Collapse it, but then sort it by material.
Like, you need x much metalsmithing experience to make iron stuff, practice on copper.
What, like, all the way? Metal skill lets you make metal walls, statues, goblets, helmets, swords, and decorations?
Not sure I like that. Almost like just having skill at manipulating a chosen element.
This, but I'd flip it. Organize everything based on material- stone, wood, metal, bone, cloth, gem, etc. Then divide those materials into things you can make out of them- Stone might go Furniture->Construction->Crafts->Bodywear, while Cloth might go Bodywear->Crafts->Furniture->Construction.
This is... interesting, but I'm not sure I want something as complex as a progression chart for each skill (though, if there's only like 5 that's less of an issue...).
To address the "furniture vs construction" question, I'd ask how significantly do those things differ. Is there quality levels, such that it is possible to make a really nice chair (but maybe not a wall,) or is it all pass/fail? What kind of mechanical benefit does furniture confer- are we talking like a Sims thing where it fills needs, or does it fill needs for NPCs, or is it just necessary to do things (workbenches et al.) If the only furniture you're contemplating is workbenches and storage and the like, they can probably be collapsed under Construction.
Ah. Yes, I suppose this requires some context.
In theory the players could probably just wander off and do whatever, but the default idea is basically for them to create their own little village, so the Sims thing is probably fairly accurate for both players and NPCs. I'm still working out the details, but the general idea is that the players give themselves nice stuff for various benefits, and then give their NPC mooks nice stuff either to similarly motivate them or increase their efficiency, or because NPC mooks start grumbling and not working or somesuch if their stuff starts seeming too paltry compared to other peoples' stuff.

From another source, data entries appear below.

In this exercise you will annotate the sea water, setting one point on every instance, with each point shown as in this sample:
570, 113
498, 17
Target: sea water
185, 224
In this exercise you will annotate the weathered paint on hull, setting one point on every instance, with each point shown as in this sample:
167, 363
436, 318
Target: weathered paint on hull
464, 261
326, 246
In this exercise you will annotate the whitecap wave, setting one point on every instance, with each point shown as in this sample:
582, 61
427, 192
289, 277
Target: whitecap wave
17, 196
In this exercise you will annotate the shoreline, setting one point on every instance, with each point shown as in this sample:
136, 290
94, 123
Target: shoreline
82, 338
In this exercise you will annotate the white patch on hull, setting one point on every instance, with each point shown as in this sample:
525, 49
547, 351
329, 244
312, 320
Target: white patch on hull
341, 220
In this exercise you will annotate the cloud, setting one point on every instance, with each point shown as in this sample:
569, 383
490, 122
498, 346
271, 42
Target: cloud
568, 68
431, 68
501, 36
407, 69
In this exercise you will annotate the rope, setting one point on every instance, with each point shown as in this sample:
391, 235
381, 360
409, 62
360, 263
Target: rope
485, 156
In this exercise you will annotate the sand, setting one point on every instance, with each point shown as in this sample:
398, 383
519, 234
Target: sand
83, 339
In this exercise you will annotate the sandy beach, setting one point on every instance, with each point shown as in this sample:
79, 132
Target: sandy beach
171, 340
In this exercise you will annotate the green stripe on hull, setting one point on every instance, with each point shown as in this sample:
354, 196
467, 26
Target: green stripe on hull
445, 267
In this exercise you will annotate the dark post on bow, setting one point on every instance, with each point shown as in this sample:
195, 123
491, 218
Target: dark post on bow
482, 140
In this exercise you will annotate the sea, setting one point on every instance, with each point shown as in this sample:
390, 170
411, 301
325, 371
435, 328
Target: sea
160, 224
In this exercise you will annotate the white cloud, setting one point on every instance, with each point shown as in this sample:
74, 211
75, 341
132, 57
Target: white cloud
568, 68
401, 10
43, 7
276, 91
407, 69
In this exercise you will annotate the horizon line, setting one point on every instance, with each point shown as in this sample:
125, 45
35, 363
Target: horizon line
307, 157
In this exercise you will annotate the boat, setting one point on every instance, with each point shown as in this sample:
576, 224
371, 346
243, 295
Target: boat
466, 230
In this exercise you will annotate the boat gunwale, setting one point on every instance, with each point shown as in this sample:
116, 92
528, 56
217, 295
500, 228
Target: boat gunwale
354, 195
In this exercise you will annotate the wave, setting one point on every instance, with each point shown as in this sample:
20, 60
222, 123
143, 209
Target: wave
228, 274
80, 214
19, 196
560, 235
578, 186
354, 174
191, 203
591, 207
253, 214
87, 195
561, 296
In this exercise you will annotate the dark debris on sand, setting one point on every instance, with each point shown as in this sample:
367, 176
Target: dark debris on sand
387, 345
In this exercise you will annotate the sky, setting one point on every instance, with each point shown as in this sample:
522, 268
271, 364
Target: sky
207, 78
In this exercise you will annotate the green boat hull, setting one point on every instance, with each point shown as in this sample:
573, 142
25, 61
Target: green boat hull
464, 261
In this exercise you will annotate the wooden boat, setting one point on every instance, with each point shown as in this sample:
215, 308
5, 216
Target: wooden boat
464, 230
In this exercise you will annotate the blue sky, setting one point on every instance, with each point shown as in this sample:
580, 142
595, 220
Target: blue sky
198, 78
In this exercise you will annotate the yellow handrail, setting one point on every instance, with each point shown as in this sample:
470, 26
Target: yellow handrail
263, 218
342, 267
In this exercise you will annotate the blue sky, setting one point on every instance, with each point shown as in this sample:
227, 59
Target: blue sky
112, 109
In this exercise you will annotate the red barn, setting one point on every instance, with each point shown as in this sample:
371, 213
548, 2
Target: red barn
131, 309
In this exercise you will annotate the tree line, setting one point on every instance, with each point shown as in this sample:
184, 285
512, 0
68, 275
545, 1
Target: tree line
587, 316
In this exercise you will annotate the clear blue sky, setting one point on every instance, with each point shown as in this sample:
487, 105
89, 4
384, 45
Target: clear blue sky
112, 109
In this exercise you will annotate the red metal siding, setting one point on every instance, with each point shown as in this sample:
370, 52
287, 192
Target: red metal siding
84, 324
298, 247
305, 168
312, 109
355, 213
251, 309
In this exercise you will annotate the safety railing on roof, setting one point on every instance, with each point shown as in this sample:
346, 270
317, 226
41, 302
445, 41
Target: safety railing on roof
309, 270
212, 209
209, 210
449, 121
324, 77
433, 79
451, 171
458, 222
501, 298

As for quality levels, yes but I'm unsure of the specifics. More on that below, but essentially, I'm not sure if
every item will be subject to some sort of quality modifier based on raw worksmanship, or if that'll only apply to specific luxury items where half the point is how great it is.
Obviously, the above only applies to the "makin' stuff" skills. Depending on how you want to work it, you might have it arranged such that attempts to try a task without appropriate skill are doomed to failure (making a stone hat without any skill in Stonework would autofail) or you could make it so that tasks without skill are just much more likely to fail, or that tasks with skill produce better/useful results. If you've had more thoughts on what exactly skills do for a player mechanically (or have already mentioned it and I glossed over,) I would be most keen to read them.
As with everything, that's not completely nailed down yet, but for gathering and combat skills, at least, skill level equals magnitude of the effect. Combat damage is the difference between the attacker's and defender's rolls multiplied by the attacker's attack skill, for instance, and the average amount of material collected will generally be equal to whatever skill someone's using to gather with. In either case, equipment or other conditions can raise or lower that.
In the case of construction/crafting, things get a bit trickier because I pretty much have to come up with an arbitrary scale at some point, ie a Small Tent requires 10 points of construction or a Pristine Ruby requires a magnitude 15 crafting roll. The original intent was pretty much just that, mundane constructions required a certain number of points and materials dumped into them, luxury/fancy works allowed a certain number of rolls to hit whatever value they'd hit, but I'm still pondering the specifics. For instance, it's also occurred to me that perhaps
every player construction/craft should be swingy and unpredictable, and if you want a reliable design you need to assign NPCs to the task.